The Death of a Civil Rights Icon




She was a major advocate for lgbt equality

By Steve Charing

Ironically, on the day Judge Samuel Alito was confirmed as justice to the Supreme Court, the civil rights movement lost one of its shining jewels. Coretta Scott King, widow of Dr. Martin Luther King, Jr., passed away on January 31 at the age of 78. She had suffered a severe stroke and heart attack in 2005.

You won’t see it in many of the obituaries that simultaneously expresses sadness for the loss and exults her life’s work in the civil rights movement, but Coretta Scott King was an enormous beacon in the quest for equality for lesbians and gays.

"Once in a lifetime God grants us with the ability to witness an extraordinary life dedicated to justice," said Human Rights Campaign President Joe Solmonese. "With Coretta Scott King and Dr.

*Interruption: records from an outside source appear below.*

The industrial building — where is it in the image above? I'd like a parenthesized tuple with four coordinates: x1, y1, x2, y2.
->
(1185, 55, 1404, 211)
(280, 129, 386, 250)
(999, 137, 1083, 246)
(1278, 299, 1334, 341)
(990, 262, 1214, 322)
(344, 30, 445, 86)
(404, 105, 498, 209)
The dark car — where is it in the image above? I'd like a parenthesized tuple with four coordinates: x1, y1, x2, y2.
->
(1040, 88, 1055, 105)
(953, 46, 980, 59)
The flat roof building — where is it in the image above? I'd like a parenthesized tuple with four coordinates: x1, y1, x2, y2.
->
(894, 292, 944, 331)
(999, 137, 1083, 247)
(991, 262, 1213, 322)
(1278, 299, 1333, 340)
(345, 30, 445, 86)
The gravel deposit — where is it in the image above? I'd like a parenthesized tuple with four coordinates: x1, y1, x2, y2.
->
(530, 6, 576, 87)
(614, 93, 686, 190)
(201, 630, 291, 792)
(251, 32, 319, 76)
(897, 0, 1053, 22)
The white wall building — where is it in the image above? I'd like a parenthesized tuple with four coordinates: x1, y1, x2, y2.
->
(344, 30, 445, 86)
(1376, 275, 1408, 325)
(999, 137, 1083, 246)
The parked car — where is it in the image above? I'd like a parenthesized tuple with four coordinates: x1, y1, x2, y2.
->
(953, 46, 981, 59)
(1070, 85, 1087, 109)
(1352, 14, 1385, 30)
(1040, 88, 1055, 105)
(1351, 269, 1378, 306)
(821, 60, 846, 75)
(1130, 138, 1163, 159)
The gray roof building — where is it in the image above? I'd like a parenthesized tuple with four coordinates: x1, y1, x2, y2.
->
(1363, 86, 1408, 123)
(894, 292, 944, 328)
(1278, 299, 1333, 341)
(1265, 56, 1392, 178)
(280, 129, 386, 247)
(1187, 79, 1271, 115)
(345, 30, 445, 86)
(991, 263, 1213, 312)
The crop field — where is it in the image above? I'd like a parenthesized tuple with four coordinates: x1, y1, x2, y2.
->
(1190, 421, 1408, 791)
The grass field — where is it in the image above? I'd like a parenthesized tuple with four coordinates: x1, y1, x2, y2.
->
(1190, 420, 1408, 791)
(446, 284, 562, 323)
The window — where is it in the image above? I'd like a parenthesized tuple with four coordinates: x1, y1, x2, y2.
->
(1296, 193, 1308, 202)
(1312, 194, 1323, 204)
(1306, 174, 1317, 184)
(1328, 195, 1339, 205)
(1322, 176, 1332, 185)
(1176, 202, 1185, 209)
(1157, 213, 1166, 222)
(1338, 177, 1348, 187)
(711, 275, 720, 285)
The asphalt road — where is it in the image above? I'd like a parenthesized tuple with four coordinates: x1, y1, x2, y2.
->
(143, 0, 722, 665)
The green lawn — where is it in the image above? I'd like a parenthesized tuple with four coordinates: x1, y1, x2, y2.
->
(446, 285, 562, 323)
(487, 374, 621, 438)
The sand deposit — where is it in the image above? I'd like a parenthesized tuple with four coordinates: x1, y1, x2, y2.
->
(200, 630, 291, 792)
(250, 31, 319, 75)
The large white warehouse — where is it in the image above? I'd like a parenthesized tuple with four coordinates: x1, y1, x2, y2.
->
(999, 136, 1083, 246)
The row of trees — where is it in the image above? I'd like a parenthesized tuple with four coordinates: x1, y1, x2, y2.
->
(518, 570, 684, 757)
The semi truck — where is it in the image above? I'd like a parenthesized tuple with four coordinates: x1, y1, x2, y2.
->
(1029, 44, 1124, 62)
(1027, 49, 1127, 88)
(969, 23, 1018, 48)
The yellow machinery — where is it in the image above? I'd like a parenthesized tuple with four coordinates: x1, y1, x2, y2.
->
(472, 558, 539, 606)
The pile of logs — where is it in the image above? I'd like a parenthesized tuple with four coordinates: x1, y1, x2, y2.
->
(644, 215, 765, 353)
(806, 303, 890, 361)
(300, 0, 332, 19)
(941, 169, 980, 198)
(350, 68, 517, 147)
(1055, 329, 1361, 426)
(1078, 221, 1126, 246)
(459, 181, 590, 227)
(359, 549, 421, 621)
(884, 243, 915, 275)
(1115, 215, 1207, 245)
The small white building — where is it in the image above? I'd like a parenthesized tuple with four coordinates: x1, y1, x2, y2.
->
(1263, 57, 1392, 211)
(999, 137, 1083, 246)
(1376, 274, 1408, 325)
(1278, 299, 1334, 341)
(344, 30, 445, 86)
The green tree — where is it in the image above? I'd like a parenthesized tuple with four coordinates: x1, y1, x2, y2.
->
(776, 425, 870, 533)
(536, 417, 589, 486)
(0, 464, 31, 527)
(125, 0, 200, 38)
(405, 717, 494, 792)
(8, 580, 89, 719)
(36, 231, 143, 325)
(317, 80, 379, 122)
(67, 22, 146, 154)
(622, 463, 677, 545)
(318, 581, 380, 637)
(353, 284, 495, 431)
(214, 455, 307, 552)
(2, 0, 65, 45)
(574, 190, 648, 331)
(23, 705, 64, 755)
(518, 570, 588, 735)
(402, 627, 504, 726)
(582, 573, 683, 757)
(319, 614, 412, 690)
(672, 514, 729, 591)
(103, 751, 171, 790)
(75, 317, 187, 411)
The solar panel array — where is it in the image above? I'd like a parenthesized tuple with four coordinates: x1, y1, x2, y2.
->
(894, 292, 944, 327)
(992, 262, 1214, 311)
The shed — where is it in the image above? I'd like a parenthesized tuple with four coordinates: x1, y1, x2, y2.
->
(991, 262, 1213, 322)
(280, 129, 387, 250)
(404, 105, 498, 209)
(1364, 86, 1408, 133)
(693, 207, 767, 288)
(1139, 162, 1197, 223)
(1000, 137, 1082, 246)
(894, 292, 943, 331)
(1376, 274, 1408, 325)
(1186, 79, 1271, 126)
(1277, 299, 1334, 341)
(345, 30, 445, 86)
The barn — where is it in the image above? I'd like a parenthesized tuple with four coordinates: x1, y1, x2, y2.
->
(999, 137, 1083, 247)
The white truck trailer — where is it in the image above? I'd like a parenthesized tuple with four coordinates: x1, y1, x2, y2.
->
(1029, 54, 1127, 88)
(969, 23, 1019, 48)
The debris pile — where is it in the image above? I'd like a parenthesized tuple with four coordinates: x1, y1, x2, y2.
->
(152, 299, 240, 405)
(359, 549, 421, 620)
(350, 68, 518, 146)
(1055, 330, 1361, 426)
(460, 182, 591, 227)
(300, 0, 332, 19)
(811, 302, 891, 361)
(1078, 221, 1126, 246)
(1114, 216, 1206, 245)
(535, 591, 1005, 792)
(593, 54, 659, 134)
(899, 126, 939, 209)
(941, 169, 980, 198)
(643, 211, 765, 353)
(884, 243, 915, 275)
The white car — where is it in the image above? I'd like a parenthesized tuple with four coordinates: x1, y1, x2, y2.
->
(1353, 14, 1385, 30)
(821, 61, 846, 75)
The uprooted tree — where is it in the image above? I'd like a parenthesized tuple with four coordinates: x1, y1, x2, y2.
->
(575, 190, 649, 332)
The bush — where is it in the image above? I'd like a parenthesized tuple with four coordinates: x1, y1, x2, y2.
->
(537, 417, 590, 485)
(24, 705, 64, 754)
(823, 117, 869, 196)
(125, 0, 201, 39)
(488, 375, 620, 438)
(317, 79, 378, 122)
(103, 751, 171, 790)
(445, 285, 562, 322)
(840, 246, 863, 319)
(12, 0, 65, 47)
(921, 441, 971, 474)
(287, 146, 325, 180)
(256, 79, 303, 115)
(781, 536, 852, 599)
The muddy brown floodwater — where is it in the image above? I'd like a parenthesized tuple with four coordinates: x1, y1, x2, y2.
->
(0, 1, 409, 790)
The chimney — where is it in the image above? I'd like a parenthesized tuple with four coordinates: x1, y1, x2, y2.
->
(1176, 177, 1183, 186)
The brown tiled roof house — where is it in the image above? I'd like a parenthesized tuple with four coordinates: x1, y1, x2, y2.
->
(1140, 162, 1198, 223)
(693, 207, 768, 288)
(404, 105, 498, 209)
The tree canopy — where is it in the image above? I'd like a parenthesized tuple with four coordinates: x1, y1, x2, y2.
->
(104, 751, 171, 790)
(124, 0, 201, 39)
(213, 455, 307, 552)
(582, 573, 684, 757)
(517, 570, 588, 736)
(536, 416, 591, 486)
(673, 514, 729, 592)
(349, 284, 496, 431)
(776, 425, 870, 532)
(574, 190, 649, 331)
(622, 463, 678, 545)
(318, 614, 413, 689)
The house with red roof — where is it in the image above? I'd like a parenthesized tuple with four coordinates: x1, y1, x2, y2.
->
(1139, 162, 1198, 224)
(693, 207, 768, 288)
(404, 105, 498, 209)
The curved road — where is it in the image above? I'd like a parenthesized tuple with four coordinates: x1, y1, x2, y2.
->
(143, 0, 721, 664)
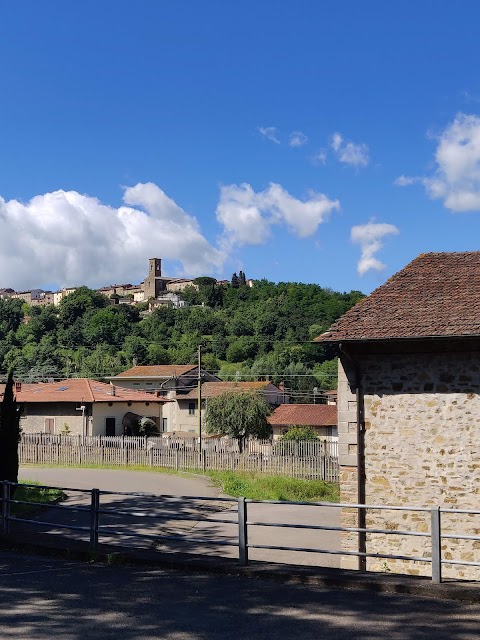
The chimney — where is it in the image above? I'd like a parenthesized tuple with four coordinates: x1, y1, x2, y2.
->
(110, 382, 116, 397)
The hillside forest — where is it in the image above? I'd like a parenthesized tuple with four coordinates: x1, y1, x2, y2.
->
(0, 278, 364, 403)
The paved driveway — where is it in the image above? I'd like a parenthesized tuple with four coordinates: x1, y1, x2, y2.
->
(18, 467, 341, 567)
(0, 550, 479, 640)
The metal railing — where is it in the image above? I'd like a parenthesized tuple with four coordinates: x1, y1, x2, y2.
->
(2, 480, 479, 583)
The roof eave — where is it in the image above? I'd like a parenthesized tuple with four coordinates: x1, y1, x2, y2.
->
(313, 333, 480, 345)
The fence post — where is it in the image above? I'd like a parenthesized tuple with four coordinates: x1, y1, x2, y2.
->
(2, 481, 11, 535)
(149, 448, 154, 467)
(175, 449, 180, 472)
(238, 497, 248, 566)
(431, 507, 442, 583)
(90, 488, 100, 552)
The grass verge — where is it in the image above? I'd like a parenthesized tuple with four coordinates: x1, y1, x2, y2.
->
(20, 464, 339, 502)
(206, 470, 339, 502)
(11, 482, 66, 516)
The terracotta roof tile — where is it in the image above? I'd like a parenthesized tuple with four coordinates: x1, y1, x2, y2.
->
(316, 252, 480, 342)
(268, 404, 337, 427)
(176, 381, 277, 400)
(0, 379, 169, 403)
(113, 365, 197, 379)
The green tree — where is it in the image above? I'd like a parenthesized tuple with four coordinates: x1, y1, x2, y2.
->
(280, 426, 319, 441)
(226, 336, 258, 363)
(147, 343, 171, 365)
(122, 335, 148, 365)
(204, 390, 272, 452)
(313, 358, 338, 391)
(58, 287, 109, 326)
(0, 371, 21, 486)
(0, 299, 23, 337)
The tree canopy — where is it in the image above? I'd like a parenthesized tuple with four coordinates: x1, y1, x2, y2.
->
(204, 391, 272, 451)
(0, 280, 363, 397)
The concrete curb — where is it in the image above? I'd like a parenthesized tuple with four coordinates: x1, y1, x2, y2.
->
(1, 534, 480, 603)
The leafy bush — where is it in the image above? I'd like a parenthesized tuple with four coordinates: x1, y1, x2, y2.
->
(280, 426, 319, 441)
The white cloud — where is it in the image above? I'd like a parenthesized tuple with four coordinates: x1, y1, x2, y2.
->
(394, 175, 421, 187)
(289, 131, 308, 147)
(0, 183, 224, 290)
(422, 113, 480, 211)
(399, 113, 480, 212)
(351, 221, 399, 276)
(216, 182, 340, 247)
(330, 132, 369, 167)
(311, 149, 327, 165)
(331, 133, 343, 153)
(257, 126, 280, 144)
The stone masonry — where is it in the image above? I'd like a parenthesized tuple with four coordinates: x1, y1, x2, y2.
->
(338, 349, 480, 580)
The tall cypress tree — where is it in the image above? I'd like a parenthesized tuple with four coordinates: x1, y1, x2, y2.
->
(0, 371, 20, 486)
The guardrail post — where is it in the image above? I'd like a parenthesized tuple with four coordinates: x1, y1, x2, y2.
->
(238, 497, 248, 566)
(90, 488, 100, 552)
(431, 507, 442, 583)
(2, 481, 11, 535)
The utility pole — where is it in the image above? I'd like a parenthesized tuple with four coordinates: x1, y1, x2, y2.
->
(198, 345, 202, 453)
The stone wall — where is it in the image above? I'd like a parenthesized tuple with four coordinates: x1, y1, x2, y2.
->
(339, 349, 480, 579)
(21, 403, 84, 435)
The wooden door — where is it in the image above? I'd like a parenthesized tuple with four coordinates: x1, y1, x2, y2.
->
(44, 418, 55, 434)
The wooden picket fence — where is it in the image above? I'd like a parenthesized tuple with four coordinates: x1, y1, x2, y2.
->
(19, 434, 339, 482)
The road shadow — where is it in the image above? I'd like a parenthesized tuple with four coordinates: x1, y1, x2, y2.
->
(10, 490, 342, 566)
(0, 551, 478, 639)
(10, 490, 239, 559)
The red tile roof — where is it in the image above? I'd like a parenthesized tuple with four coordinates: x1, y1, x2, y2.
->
(268, 404, 337, 427)
(0, 379, 169, 404)
(113, 365, 197, 379)
(316, 252, 480, 342)
(176, 381, 278, 400)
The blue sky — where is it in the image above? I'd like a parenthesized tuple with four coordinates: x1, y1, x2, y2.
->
(2, 1, 480, 293)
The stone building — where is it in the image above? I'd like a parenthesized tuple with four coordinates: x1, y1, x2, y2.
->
(316, 251, 480, 579)
(143, 258, 171, 299)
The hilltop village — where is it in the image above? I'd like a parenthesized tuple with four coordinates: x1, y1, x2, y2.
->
(0, 258, 252, 310)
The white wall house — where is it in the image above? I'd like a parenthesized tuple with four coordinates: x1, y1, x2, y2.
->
(0, 378, 168, 437)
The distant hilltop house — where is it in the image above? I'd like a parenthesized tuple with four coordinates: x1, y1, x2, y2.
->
(0, 258, 206, 309)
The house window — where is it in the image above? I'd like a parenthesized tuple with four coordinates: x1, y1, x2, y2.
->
(188, 402, 196, 416)
(162, 418, 167, 432)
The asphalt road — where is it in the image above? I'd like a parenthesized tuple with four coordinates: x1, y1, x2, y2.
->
(18, 467, 341, 567)
(0, 550, 479, 640)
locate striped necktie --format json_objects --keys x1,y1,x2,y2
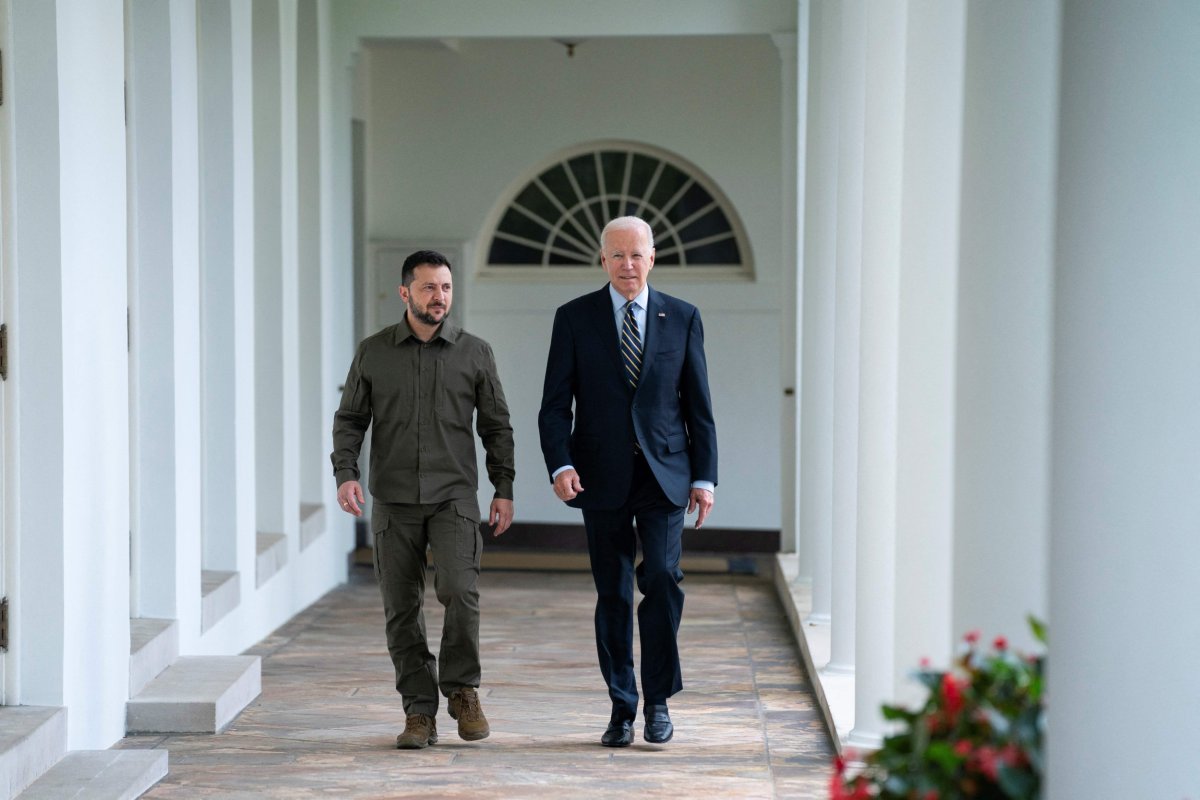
[{"x1": 621, "y1": 301, "x2": 642, "y2": 389}]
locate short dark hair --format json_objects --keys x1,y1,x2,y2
[{"x1": 401, "y1": 250, "x2": 453, "y2": 286}]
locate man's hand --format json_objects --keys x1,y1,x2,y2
[
  {"x1": 553, "y1": 468, "x2": 584, "y2": 502},
  {"x1": 337, "y1": 481, "x2": 366, "y2": 517},
  {"x1": 489, "y1": 498, "x2": 514, "y2": 536},
  {"x1": 687, "y1": 488, "x2": 714, "y2": 529}
]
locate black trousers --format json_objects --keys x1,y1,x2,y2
[{"x1": 582, "y1": 452, "x2": 685, "y2": 722}]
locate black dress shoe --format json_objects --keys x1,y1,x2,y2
[
  {"x1": 643, "y1": 704, "x2": 673, "y2": 743},
  {"x1": 601, "y1": 719, "x2": 634, "y2": 747}
]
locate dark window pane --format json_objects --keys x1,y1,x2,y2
[
  {"x1": 572, "y1": 208, "x2": 600, "y2": 242},
  {"x1": 684, "y1": 238, "x2": 741, "y2": 264},
  {"x1": 616, "y1": 199, "x2": 643, "y2": 218},
  {"x1": 666, "y1": 183, "x2": 715, "y2": 227},
  {"x1": 567, "y1": 154, "x2": 599, "y2": 199},
  {"x1": 497, "y1": 207, "x2": 548, "y2": 243},
  {"x1": 600, "y1": 151, "x2": 627, "y2": 196},
  {"x1": 626, "y1": 153, "x2": 658, "y2": 199},
  {"x1": 549, "y1": 235, "x2": 596, "y2": 265},
  {"x1": 677, "y1": 206, "x2": 729, "y2": 242},
  {"x1": 539, "y1": 164, "x2": 575, "y2": 207},
  {"x1": 655, "y1": 233, "x2": 683, "y2": 264},
  {"x1": 514, "y1": 182, "x2": 560, "y2": 221},
  {"x1": 646, "y1": 164, "x2": 689, "y2": 213},
  {"x1": 488, "y1": 239, "x2": 543, "y2": 264}
]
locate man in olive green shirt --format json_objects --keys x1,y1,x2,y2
[{"x1": 332, "y1": 249, "x2": 514, "y2": 749}]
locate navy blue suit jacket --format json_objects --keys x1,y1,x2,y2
[{"x1": 538, "y1": 285, "x2": 718, "y2": 510}]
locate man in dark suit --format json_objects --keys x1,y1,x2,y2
[{"x1": 538, "y1": 215, "x2": 718, "y2": 747}]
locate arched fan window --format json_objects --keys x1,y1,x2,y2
[{"x1": 481, "y1": 142, "x2": 752, "y2": 277}]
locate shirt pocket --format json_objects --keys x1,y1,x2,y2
[{"x1": 435, "y1": 359, "x2": 475, "y2": 422}]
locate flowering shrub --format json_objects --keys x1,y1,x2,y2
[{"x1": 830, "y1": 617, "x2": 1047, "y2": 800}]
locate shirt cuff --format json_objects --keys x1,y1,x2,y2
[
  {"x1": 551, "y1": 465, "x2": 575, "y2": 481},
  {"x1": 690, "y1": 480, "x2": 715, "y2": 494}
]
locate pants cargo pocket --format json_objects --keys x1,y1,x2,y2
[
  {"x1": 371, "y1": 512, "x2": 390, "y2": 581},
  {"x1": 451, "y1": 501, "x2": 481, "y2": 562}
]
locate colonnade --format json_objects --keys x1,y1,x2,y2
[{"x1": 788, "y1": 2, "x2": 1199, "y2": 795}]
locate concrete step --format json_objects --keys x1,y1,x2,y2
[
  {"x1": 126, "y1": 656, "x2": 260, "y2": 734},
  {"x1": 15, "y1": 750, "x2": 166, "y2": 800},
  {"x1": 0, "y1": 706, "x2": 66, "y2": 800},
  {"x1": 129, "y1": 619, "x2": 178, "y2": 699},
  {"x1": 200, "y1": 570, "x2": 239, "y2": 633},
  {"x1": 255, "y1": 532, "x2": 288, "y2": 588}
]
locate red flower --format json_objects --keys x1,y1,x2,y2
[
  {"x1": 973, "y1": 745, "x2": 1000, "y2": 781},
  {"x1": 919, "y1": 657, "x2": 931, "y2": 669},
  {"x1": 964, "y1": 629, "x2": 981, "y2": 645},
  {"x1": 993, "y1": 636, "x2": 1008, "y2": 651},
  {"x1": 1000, "y1": 743, "x2": 1025, "y2": 767},
  {"x1": 940, "y1": 673, "x2": 965, "y2": 716},
  {"x1": 953, "y1": 739, "x2": 972, "y2": 757}
]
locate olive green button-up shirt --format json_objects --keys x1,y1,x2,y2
[{"x1": 331, "y1": 316, "x2": 515, "y2": 505}]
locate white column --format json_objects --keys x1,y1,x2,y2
[
  {"x1": 827, "y1": 0, "x2": 863, "y2": 676},
  {"x1": 851, "y1": 0, "x2": 966, "y2": 743},
  {"x1": 1048, "y1": 2, "x2": 1200, "y2": 796},
  {"x1": 198, "y1": 0, "x2": 241, "y2": 574},
  {"x1": 848, "y1": 0, "x2": 905, "y2": 747},
  {"x1": 253, "y1": 0, "x2": 286, "y2": 540},
  {"x1": 800, "y1": 0, "x2": 838, "y2": 625},
  {"x1": 230, "y1": 0, "x2": 259, "y2": 596},
  {"x1": 773, "y1": 30, "x2": 801, "y2": 558},
  {"x1": 953, "y1": 0, "x2": 1057, "y2": 648},
  {"x1": 58, "y1": 0, "x2": 130, "y2": 747},
  {"x1": 127, "y1": 0, "x2": 203, "y2": 622},
  {"x1": 9, "y1": 0, "x2": 68, "y2": 710},
  {"x1": 279, "y1": 0, "x2": 301, "y2": 550},
  {"x1": 168, "y1": 0, "x2": 205, "y2": 638},
  {"x1": 320, "y1": 1, "x2": 356, "y2": 551},
  {"x1": 890, "y1": 0, "x2": 964, "y2": 685},
  {"x1": 297, "y1": 0, "x2": 325, "y2": 506}
]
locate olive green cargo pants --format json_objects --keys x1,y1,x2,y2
[{"x1": 372, "y1": 498, "x2": 482, "y2": 716}]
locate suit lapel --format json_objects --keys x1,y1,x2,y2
[
  {"x1": 639, "y1": 288, "x2": 666, "y2": 383},
  {"x1": 590, "y1": 286, "x2": 624, "y2": 378}
]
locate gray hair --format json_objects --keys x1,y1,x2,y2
[{"x1": 599, "y1": 216, "x2": 655, "y2": 252}]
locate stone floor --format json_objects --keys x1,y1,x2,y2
[{"x1": 118, "y1": 567, "x2": 835, "y2": 799}]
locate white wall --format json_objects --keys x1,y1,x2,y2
[{"x1": 362, "y1": 35, "x2": 786, "y2": 530}]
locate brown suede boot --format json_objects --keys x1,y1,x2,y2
[
  {"x1": 395, "y1": 713, "x2": 438, "y2": 749},
  {"x1": 447, "y1": 687, "x2": 490, "y2": 741}
]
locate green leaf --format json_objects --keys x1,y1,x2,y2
[
  {"x1": 1027, "y1": 615, "x2": 1048, "y2": 645},
  {"x1": 881, "y1": 704, "x2": 917, "y2": 723},
  {"x1": 998, "y1": 763, "x2": 1038, "y2": 798},
  {"x1": 925, "y1": 740, "x2": 961, "y2": 774}
]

Martin Luther King Jr., God smiled on us and fortunately granted us two." He added, "She saw justice as a birthright and lent her voice as a relentless advocate for all fair-minded Americans, gay or straight, black or white."

Through the years, Mrs. King stood for lgbt rights when other leaders chose to side step the issue. She took the bold stance in equating the struggle for lgbt rights with the civil rights movement for African-Americans. In 1998, Mrs. King said, "I still hear people say that I should not be talking about the rights of lesbian and gay people and I should stick to the issue of racial justice. ... But I hasten to remind them that Martin Luther King Jr. said, ‘Injustice anywhere is a threat to justice everywhere.’"

"I appeal to everyone who believes in Martin Luther King Jr.'s dream to make room at the table of brother- and sisterhood for lesbian and gay people," she implored." Mrs. King resolutely supported ENDA, a federal bill prohibiting anti-gay discrimination.

Mrs. King was a mighty advocate for same-sex marriage and railed against constitutional amendments that would ban such marriages. "Gay and lesbian people have families, and their families should have legal protection, whether by marriage or civil union," she said in 2004. "A constitutional amendment banning same-sex marriages is a form of gay bashing and it would do nothing at all to protect traditional marriages."

Her passing is a loss for all humankind, but she left a legacy of being such a strong, graceful force for justice and equality. She will be dearly missed.